There came a Hungarian nobleman, whom we will call the Baron Hounymhum, to England. His Christian name was Arpad. He came to England, having a title, but having nothing else; he came, in fact, to seek there his fortune. Belonging to a good family, he was well supplied with letters of introduction, and he was received into society. On more than one occasion he donned his uniform, and had reason to believe that the uniform as well as his handsome face was much admired by the ladies, and envied by the men. Among the acquaintances he made was the Hon. Cecil Blank, through whom he was introduced to one of the first clubs in Piccadilly. He also got acquainted with Lord Ashwater.
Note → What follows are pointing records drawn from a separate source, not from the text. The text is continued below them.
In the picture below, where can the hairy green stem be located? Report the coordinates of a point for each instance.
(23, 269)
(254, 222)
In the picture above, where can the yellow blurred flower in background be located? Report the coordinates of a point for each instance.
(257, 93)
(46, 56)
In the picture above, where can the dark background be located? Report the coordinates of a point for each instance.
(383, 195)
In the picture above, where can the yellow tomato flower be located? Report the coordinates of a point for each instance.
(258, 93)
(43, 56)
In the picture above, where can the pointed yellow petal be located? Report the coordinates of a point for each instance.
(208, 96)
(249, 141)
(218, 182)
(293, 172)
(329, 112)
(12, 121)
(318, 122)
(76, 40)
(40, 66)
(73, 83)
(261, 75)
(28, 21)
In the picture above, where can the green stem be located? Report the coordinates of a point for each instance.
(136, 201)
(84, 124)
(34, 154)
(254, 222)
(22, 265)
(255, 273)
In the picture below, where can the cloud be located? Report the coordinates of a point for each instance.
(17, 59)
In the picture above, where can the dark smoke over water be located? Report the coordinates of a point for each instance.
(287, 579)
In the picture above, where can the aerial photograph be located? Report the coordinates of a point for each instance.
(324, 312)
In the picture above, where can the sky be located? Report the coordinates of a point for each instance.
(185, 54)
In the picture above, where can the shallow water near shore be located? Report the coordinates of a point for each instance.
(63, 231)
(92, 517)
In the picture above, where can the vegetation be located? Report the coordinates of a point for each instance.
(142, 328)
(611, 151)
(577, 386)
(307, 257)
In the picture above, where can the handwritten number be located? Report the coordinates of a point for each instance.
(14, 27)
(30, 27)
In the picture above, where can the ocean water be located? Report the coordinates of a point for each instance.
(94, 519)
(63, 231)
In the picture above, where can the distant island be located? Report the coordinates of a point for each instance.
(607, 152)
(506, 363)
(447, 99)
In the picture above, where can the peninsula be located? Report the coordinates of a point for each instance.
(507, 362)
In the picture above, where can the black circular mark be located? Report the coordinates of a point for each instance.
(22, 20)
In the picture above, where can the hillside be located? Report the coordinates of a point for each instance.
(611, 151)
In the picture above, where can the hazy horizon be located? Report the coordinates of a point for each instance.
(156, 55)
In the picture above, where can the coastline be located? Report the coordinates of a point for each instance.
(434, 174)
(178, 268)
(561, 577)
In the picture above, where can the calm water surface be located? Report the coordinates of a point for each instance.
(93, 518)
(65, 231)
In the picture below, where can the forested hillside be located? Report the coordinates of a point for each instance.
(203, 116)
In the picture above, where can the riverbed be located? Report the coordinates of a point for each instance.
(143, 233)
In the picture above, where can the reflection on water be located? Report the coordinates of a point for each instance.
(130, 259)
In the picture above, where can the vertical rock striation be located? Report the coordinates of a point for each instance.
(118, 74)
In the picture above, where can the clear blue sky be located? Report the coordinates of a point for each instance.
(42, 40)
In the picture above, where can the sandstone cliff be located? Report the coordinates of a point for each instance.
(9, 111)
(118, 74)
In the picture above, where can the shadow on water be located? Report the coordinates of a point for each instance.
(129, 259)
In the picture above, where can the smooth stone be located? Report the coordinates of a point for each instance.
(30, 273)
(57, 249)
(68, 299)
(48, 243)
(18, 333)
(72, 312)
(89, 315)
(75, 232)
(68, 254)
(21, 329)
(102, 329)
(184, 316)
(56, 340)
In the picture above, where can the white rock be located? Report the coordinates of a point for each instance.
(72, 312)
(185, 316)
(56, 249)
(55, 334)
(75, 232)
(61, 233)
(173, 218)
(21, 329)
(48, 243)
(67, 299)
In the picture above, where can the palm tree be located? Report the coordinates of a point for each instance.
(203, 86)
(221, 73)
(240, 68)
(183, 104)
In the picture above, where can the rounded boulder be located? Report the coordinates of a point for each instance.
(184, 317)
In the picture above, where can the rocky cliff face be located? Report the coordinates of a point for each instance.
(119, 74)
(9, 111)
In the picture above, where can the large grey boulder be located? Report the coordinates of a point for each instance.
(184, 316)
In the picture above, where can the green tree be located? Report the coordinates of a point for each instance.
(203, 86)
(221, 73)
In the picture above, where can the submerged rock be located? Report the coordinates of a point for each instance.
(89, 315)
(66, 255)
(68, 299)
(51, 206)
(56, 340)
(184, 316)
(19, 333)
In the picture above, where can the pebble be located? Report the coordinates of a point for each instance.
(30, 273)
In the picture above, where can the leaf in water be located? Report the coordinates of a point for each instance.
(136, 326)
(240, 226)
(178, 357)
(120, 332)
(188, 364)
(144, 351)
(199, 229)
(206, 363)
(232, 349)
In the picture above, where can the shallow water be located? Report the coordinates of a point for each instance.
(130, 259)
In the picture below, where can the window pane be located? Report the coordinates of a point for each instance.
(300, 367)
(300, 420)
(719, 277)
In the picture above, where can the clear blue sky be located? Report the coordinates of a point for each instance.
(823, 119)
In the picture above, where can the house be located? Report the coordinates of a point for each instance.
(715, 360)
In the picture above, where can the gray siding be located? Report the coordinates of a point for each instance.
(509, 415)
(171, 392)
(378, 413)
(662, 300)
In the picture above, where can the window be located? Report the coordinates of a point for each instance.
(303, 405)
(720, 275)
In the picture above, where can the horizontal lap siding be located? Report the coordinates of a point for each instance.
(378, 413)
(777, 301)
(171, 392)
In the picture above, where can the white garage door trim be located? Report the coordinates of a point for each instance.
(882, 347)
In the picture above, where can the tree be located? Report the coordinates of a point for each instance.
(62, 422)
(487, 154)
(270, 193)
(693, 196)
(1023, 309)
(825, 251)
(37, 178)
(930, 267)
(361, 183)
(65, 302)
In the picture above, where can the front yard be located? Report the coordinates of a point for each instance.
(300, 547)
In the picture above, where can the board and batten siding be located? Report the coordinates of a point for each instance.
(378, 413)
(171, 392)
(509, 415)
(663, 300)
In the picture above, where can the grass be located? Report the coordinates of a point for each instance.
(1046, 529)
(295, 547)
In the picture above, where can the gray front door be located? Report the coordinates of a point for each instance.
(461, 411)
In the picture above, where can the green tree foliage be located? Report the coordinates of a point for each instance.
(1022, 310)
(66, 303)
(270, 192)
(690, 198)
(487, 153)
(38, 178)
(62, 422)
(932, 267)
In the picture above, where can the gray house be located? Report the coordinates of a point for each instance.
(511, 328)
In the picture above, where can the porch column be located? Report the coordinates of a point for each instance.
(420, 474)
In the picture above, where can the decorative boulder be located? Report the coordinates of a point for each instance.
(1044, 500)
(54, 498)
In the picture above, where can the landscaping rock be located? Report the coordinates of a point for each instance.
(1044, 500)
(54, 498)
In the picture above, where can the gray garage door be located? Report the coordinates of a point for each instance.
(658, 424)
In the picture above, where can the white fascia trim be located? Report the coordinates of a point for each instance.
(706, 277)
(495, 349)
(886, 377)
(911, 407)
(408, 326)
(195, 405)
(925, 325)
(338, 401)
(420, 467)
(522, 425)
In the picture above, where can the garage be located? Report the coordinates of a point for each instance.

This nobleman was fond of collecting around him notabilities of all kinds, literary, scientific, and political. He himself was in his politics an advanced Liberal.
The Baron Arpad found, to his astonishment, soon after his arrival in town, that a rumour had got about that he had been implicated in an attempt to assassinate his most gracious sovereign Franz Joseph, King of Hungary and Bohemia, and Emperor of Austria. The idea was absolutely baseless. The fact that he was received at the embassy ought to have shut men's mouths, but no—he was credited with having contrived an infernal machine for the destruction of his beloved sovereign.
He found, to his amazement, that this rumour did him good. He became an interesting foreigner; hitherto he had been only a foreigner. Quite an eager feeling manifested itself among persons of rank and position for having him at their parties; not only so, but he was solicited by magazine editors to write for them articles on the Anarchist party in Hungary and Austria.
Scarce had this odious rumour died away, before he became the victim of another, equally false and equally detestable. A distant cousin, the Baron Adorian Hounymhum, ran away with the Princess Nornenstein, the mother of three sweet little children. The elopement caused a great sensation at Vienna, as the princess was much esteemed by her Majesty the Empress. Prince Nornenstein pursued the fugitives, overtook them in Belgium, fought a duel with the baron, and was shot through the heart.